Seit vier Jahren auf Kellen

So weit hat es Angelino Azzarito nie gebracht. Er steht an der Seitenlinie und beobachtet das Treiben auf drei Feldern zufrieden. Der Geschäftsführer von One-Sports, dem Schweizer Veranstalter der Fussballcamps von Juventus Turin, war dafür schon als 13-Jähriger Juniorentrainer beim FC Zürich. 2011 übernahm Azzarito von seinem Stellvertreter Giovanni Armiento die Organisation der JSS-Camps. Der frühere Organisator war mit Armiento auf ihn zugekommen, weil Azzaritos jahrzehntelange Erfahrung im Fussball bekannt war. «Das Ziel der Camps ist es, Talente zwischen sechs und sechzehn Jahren zu fördern. Sie sollen zwar Spass haben, aber der Sport steht im Vordergrund. Die Trainer sind alle von Juve ausgebildet und sind bewusst strikt – klare Anweisungen sind sehr wichtig», sagt Azzarito. Der in Dietikon ZH wohnhafte Trainer ist seit vier Jahren jeweils im April und im Oktober eine Woche auf Kellen zu Gast. JSS-Camps gibt es in der Schweiz seit 2004 – damals waren erst vier Länder dabei, heute sind es 26.

Talente dürfen nach Turin

Auf Kellen trainieren noch bis Freitag 33 Kinder aus der ganzen Region. Die italienischen Anweisungen übersetzen freiwillige Helfer aus lokalen Fussballvereinen – die gleichzeitig ihre Fähigkeiten als Trainer verbessern. Das Programm ist hart; Ausdauer und der Wille zum Erfolg sind nötig. Für die besten Talente lockt eine besondere Belohnung. «In jedem Camp wählen wir zwei bis drei Spieler aus, die fussballerisch und vom Charakter her positiv auffallen. Sie dürfen für ein zweitägiges Training inklusive Spiel gegen eine Juve-Nachwuchsmannschaft nach Turin reisen», sagt Giovanni Armiento. Azzaritos Partner bei One-Sports ist dafür verantwortlich, dass Juve auf Kellen gastiert. Als langjähriger Schiedsrichter beim Thurgauer Fussballverband hatte er gute Kontakte und kannte den Standort.

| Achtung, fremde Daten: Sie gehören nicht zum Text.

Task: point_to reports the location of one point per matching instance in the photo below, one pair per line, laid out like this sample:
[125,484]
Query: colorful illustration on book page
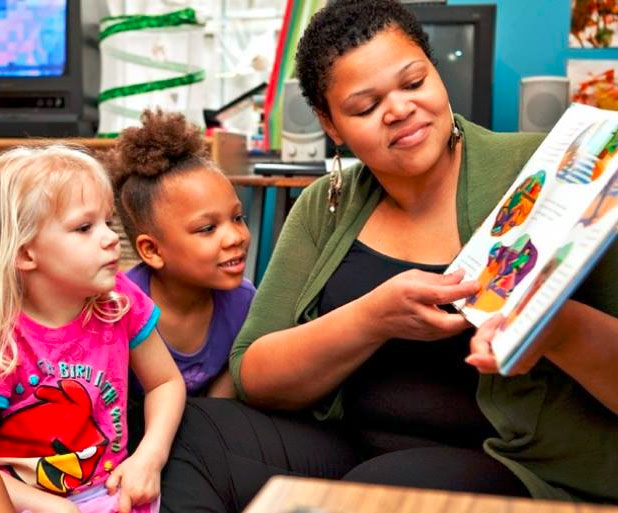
[506,267]
[587,157]
[605,201]
[538,282]
[517,207]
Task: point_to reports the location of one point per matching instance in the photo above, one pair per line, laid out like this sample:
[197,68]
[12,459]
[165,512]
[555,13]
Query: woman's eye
[83,228]
[415,85]
[209,228]
[367,111]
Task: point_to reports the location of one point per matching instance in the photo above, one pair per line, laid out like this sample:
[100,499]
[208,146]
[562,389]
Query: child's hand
[137,479]
[481,355]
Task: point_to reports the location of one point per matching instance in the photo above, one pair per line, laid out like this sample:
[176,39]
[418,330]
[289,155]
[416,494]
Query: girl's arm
[139,475]
[581,340]
[26,497]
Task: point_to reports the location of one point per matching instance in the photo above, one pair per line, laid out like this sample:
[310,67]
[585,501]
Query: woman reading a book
[348,367]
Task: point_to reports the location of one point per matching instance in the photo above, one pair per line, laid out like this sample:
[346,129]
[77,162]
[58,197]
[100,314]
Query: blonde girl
[70,325]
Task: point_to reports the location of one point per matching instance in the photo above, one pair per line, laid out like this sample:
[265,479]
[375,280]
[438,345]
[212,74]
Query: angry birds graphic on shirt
[53,443]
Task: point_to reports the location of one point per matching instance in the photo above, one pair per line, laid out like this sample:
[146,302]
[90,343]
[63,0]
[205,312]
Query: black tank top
[408,393]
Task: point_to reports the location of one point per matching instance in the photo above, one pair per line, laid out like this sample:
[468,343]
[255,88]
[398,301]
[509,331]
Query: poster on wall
[594,82]
[594,24]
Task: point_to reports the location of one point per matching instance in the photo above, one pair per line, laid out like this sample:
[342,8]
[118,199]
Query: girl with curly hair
[186,223]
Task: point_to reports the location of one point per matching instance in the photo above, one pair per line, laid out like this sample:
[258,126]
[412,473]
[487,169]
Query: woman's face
[389,105]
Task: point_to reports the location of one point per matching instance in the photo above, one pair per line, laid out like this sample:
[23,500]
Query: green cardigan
[553,435]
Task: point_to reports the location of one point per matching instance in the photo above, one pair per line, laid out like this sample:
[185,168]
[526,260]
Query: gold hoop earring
[455,132]
[336,181]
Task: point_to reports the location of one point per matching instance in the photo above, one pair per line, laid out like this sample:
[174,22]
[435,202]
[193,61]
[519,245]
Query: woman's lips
[410,136]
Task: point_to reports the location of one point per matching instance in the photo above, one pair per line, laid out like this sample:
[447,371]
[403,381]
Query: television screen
[33,38]
[453,51]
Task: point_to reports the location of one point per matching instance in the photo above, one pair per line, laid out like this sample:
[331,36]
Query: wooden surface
[302,495]
[272,181]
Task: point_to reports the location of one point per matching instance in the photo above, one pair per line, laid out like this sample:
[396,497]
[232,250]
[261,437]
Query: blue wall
[531,39]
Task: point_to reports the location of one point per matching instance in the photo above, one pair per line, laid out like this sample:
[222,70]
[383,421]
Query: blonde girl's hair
[35,184]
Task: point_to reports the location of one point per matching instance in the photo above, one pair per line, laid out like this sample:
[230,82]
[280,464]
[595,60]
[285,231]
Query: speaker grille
[544,109]
[298,118]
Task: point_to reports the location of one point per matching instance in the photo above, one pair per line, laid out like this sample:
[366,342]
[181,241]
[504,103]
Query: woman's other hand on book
[482,356]
[407,306]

Ein Glücksgriff. Das Camp findet in der Region grossen Anklang – im Mai findet ein weiteres in Arbon statt. 33 Teilnehmer sind auf Kellen zwar eher wenig, es waren auch schon bis zu 90 Kinder im Camp. «Uns ist aber bewusst, dass es sich nicht alle Eltern leisten können, 300 Franken für eine Woche Camp zu bezahlen. Die Kinder werden aber genau gleich gefördert. Ihnen wird immer in Gruppen von zehn bis 13 Mitgliedern ein Trainer zugeteilt. Haben wir mehr Kinder, engagieren wir mehr Trainer», erklärt Angelino Azzarito. So sei individuelle Förderung möglich, was bei Kindern und Eltern sehr gut ankomme.

Nach Tübach kommt Barcelona

Wunschlos glücklich ist Azzarito aber (noch) nicht: Noch hat es kein Talent aus seinen Camps in eine Mannschaft von Juventus Turin geschafft. Würde damit für ihn als Juve-Fan ein Traum wahr? Azzarito winkt lachend ab. «Ich wäre sehr stolz. Aber Juve-Fans sind weder Giovanni noch ich. Er mag Fiorentina, und ich bin AC-Milan-Fan», sagt er und hält stolz die Hand aufs Herz. Nichtsdestotrotz hoffen die beiden Organisatoren, dass dereinst ein Talent aus «ihren» Camps ebenso stolz seine Hand aufs Logo auf dem Juve-Trikot hält. Das würde auch den Cheftrainer freuen, der gerade ein schön herausgespieltes Tor mit «Bravo» quittiert. Apropos Cheftrainer: Er dürfte sich auch aufs nächste Camp freuen. Nach Belgien und Tübach reist die JSS nämlich nach Barcelona.